I looked at my aunt; the expression of her face was very solemn; she evidently tried her best to keep cool. On the contrary, Aniela’s face showed evident uneasiness. We had to wait some time before the horses came out, because the weighing lasted unusually long. Suddenly Sniatynski came running up, gesticulating with both hands, and showing some bits of paper.
“I have put a pot of money on Naughty Boy,” he exclaimed; “if he betrays me, I shall have to throw myself upon your well-known charity.”
“I trust—” began my aunt, with all her dignity.

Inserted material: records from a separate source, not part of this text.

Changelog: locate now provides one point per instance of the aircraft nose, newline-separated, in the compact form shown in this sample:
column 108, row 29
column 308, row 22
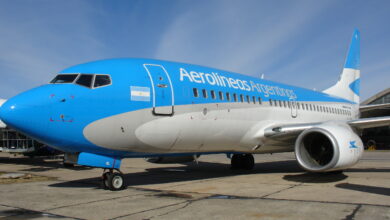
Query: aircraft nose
column 13, row 114
column 21, row 113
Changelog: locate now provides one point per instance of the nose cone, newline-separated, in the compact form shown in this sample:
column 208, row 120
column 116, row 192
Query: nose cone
column 24, row 113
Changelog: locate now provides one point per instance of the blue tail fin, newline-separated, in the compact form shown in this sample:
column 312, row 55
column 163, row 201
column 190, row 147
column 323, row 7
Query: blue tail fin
column 348, row 86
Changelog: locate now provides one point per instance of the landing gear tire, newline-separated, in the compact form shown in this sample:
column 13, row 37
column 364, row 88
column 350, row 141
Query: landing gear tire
column 248, row 162
column 236, row 162
column 105, row 179
column 242, row 161
column 115, row 181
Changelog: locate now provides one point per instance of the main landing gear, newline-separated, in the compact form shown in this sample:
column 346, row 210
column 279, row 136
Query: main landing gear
column 113, row 181
column 242, row 161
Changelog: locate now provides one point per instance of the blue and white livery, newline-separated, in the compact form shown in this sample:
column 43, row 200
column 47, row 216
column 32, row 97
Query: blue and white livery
column 103, row 111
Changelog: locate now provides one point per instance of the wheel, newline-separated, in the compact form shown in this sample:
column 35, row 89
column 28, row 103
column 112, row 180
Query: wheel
column 105, row 180
column 115, row 181
column 247, row 162
column 236, row 161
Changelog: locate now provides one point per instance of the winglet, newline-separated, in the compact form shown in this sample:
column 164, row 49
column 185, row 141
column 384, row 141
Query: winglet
column 353, row 57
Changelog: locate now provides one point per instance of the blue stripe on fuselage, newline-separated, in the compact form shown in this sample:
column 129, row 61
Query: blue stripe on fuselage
column 130, row 72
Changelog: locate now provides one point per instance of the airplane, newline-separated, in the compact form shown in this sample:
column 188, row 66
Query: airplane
column 104, row 111
column 2, row 125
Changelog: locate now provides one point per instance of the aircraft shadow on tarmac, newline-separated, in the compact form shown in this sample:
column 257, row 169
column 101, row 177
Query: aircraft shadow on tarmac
column 38, row 164
column 207, row 170
column 364, row 188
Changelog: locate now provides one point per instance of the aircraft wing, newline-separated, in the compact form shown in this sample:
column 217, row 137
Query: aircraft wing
column 368, row 111
column 366, row 108
column 2, row 125
column 290, row 130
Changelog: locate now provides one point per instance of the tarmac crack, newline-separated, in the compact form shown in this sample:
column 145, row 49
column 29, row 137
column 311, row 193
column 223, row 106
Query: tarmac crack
column 152, row 209
column 95, row 201
column 175, row 210
column 352, row 215
column 279, row 191
column 29, row 213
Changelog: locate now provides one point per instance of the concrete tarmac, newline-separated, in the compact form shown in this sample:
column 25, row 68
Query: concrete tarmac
column 276, row 189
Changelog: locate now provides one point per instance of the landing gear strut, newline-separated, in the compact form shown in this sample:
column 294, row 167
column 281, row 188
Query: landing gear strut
column 242, row 161
column 113, row 180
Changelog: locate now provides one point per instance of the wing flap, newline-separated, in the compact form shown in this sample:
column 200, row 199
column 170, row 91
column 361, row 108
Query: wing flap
column 293, row 130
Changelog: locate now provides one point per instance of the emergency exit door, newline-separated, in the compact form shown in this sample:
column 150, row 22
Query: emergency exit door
column 163, row 97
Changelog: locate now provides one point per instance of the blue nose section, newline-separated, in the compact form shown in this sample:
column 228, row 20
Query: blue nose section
column 27, row 113
column 17, row 114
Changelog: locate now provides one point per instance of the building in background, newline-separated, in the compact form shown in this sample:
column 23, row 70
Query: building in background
column 380, row 136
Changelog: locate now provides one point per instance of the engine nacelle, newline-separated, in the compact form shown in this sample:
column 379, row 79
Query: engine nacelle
column 328, row 147
column 172, row 159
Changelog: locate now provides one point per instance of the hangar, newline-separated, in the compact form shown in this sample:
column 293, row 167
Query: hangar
column 378, row 137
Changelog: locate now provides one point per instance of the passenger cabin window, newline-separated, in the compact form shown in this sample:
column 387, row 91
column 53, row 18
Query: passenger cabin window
column 220, row 95
column 213, row 94
column 64, row 78
column 228, row 96
column 235, row 97
column 85, row 80
column 195, row 91
column 204, row 93
column 102, row 80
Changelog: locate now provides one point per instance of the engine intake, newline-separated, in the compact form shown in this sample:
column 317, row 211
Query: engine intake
column 328, row 147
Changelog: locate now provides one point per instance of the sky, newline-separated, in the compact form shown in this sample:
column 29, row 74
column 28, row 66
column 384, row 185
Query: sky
column 300, row 42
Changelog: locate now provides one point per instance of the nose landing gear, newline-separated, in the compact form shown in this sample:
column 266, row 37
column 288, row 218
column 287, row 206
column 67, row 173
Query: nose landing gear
column 242, row 161
column 113, row 181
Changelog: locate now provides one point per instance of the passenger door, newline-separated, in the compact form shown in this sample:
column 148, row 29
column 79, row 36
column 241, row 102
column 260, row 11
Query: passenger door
column 163, row 96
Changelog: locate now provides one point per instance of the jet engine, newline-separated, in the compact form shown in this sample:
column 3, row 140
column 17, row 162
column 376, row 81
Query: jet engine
column 330, row 146
column 172, row 159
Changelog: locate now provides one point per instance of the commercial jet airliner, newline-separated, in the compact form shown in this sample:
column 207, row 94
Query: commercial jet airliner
column 101, row 112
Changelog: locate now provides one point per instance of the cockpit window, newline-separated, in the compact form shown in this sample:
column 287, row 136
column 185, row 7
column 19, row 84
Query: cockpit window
column 102, row 80
column 64, row 78
column 85, row 80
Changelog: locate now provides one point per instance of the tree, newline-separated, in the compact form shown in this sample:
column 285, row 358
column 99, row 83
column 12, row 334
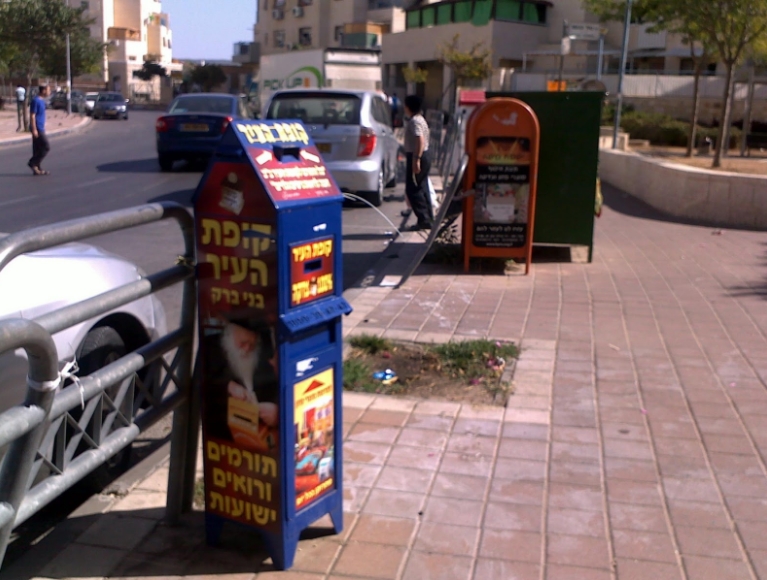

But she did not finish her sentence, as at this moment from amid the dark mass of people there rose the varicolored caps and silks of the jockeys. The horses were slowly trotting along. Some of them, finding themselves in the open, quickened their pace; others followed more leisurely. At the start they passed us in a group and not very fast, so as to save their horses’ strength, the race being a double one. But at the second turn they were drawn out in a line. It looked as if the wind had scattered the petals of some flowers along the road. The first was a jockey in white, closely followed by another in pale blue and red, then two together, one in red, the other in red and yellow; our Kuba in orange and black was last but one, followed by a jockey in white and blue. This order did not last long. When the horses had reached the other side of the course, there arose some commotion in the carriages. The more excited ladies climbed up on the seats so as not to lose the least part of the race; their example was followed by my aunt, who evidently could not sit still any longer.